Blockchains are the backbone behind cryptocurrency networks, which have developed rapidly in the last two decades. However, this growth has brought several challenges due to the features of these networks, specifically anonymity and decentralization. One of these challenges is the fight against fraudulent activities performed in these networks, which, among other things, involve financial schemes, phishing attacks or money laundering. This article will address the problem of identifying fraud cases among a large set of transactions extracted from the Bitcoin network. More specifically, our study’s goal was to find reliable techniques to label Bitcoin transactions, taking into account their features. The approach followed involved two kinds of Machine Learning methods. On the one hand, anomaly detection algorithms were applied to determine whether fraudulent activities tend to show anomalous behaviour without resorting to manually obtained labels.

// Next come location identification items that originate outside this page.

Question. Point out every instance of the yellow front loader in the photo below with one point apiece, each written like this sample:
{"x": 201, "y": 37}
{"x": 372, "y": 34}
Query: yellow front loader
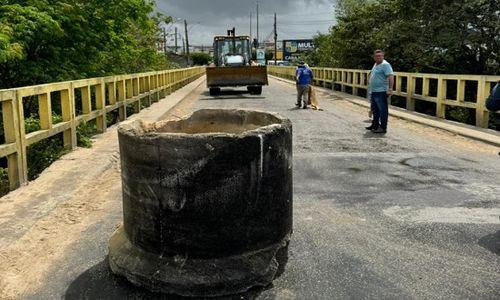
{"x": 233, "y": 67}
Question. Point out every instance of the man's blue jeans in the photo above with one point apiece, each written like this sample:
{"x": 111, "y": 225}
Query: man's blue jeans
{"x": 380, "y": 109}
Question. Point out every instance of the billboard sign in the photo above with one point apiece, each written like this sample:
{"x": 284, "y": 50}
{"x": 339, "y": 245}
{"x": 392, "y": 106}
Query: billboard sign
{"x": 292, "y": 49}
{"x": 261, "y": 56}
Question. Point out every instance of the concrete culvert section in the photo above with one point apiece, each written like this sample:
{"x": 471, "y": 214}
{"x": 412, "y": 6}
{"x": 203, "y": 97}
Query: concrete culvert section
{"x": 207, "y": 202}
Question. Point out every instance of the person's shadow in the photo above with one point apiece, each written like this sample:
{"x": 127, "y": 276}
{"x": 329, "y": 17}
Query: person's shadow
{"x": 99, "y": 282}
{"x": 371, "y": 135}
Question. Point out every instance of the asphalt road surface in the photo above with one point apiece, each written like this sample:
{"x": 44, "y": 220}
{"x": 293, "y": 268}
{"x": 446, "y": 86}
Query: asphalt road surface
{"x": 413, "y": 214}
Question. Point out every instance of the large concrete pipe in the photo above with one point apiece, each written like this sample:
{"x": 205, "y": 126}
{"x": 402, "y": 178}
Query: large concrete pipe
{"x": 207, "y": 202}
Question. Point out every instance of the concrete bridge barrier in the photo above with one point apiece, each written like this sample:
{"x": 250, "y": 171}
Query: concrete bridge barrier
{"x": 207, "y": 202}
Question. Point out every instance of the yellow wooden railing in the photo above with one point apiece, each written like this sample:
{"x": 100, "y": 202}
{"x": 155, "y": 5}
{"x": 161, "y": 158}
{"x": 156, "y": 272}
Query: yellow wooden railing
{"x": 98, "y": 96}
{"x": 349, "y": 80}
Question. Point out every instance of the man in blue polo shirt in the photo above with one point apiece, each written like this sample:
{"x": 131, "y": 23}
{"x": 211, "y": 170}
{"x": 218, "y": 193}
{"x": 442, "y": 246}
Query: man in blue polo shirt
{"x": 304, "y": 77}
{"x": 380, "y": 87}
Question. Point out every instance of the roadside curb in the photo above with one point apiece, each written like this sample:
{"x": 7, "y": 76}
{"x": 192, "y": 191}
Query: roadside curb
{"x": 484, "y": 135}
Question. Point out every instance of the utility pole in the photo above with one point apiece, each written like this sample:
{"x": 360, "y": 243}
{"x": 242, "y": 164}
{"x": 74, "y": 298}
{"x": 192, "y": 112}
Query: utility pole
{"x": 187, "y": 43}
{"x": 257, "y": 22}
{"x": 176, "y": 34}
{"x": 251, "y": 26}
{"x": 275, "y": 40}
{"x": 183, "y": 46}
{"x": 164, "y": 41}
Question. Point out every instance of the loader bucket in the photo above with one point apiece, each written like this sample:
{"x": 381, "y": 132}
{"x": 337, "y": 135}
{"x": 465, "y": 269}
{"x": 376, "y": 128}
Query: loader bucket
{"x": 236, "y": 76}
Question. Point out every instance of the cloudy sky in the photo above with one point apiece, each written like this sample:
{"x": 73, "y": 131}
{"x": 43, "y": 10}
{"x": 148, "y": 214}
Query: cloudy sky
{"x": 299, "y": 19}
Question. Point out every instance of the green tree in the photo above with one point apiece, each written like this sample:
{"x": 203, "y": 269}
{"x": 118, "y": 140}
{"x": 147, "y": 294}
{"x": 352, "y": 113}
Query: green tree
{"x": 44, "y": 41}
{"x": 201, "y": 58}
{"x": 449, "y": 36}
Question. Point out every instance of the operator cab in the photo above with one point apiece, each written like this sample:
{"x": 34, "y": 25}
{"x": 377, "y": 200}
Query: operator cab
{"x": 232, "y": 50}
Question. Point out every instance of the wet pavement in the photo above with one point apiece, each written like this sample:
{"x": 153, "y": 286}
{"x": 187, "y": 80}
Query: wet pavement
{"x": 408, "y": 215}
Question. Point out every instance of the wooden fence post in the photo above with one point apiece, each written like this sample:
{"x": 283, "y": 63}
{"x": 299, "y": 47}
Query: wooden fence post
{"x": 441, "y": 96}
{"x": 15, "y": 163}
{"x": 482, "y": 115}
{"x": 100, "y": 92}
{"x": 68, "y": 114}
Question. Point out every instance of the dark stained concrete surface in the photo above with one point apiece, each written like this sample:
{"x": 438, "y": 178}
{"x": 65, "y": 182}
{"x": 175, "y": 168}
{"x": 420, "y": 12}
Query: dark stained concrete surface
{"x": 409, "y": 215}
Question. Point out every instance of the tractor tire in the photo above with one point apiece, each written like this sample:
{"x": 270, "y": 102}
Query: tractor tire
{"x": 255, "y": 90}
{"x": 214, "y": 91}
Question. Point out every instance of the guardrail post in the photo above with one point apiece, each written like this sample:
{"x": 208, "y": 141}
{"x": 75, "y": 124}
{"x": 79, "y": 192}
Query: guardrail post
{"x": 482, "y": 115}
{"x": 11, "y": 132}
{"x": 355, "y": 83}
{"x": 86, "y": 103}
{"x": 22, "y": 145}
{"x": 45, "y": 111}
{"x": 68, "y": 114}
{"x": 122, "y": 110}
{"x": 410, "y": 90}
{"x": 135, "y": 92}
{"x": 441, "y": 96}
{"x": 100, "y": 101}
{"x": 343, "y": 82}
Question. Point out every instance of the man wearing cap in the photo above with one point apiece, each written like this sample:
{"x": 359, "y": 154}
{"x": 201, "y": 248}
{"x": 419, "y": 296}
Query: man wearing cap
{"x": 380, "y": 87}
{"x": 304, "y": 77}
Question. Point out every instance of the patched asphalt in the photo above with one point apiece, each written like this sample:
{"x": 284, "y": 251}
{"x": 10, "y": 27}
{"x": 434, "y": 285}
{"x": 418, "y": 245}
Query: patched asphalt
{"x": 401, "y": 216}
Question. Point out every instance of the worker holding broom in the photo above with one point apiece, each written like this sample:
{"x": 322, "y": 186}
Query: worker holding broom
{"x": 381, "y": 88}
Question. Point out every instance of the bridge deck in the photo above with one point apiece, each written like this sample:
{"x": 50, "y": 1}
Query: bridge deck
{"x": 413, "y": 214}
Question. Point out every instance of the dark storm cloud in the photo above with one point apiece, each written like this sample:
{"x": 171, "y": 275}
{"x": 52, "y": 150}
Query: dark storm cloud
{"x": 296, "y": 18}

On the other hand, Heterogeneous Graph Transformers were used to leverage the heterogeneous relational nature of the cryptocurrency information. As a result, the article will provide reasonable conclusions to acknowledge that unsupervised approaches can be useful for fraud detection on blockchain networks. Furthermore, the effectiveness of supervised graph methods was revalidated, emphasizing the importance of data heterogeneity.

Suggested Citation

  • Víctor Pérez-Cano & Francisco Jurado, 2025. "Fraud Detection in Cryptocurrency Networks—An Exploration Using Anomaly Detection and Heterogeneous Graph Transformers," Future Internet, MDPI, vol. 17(1), pages 1-23, January.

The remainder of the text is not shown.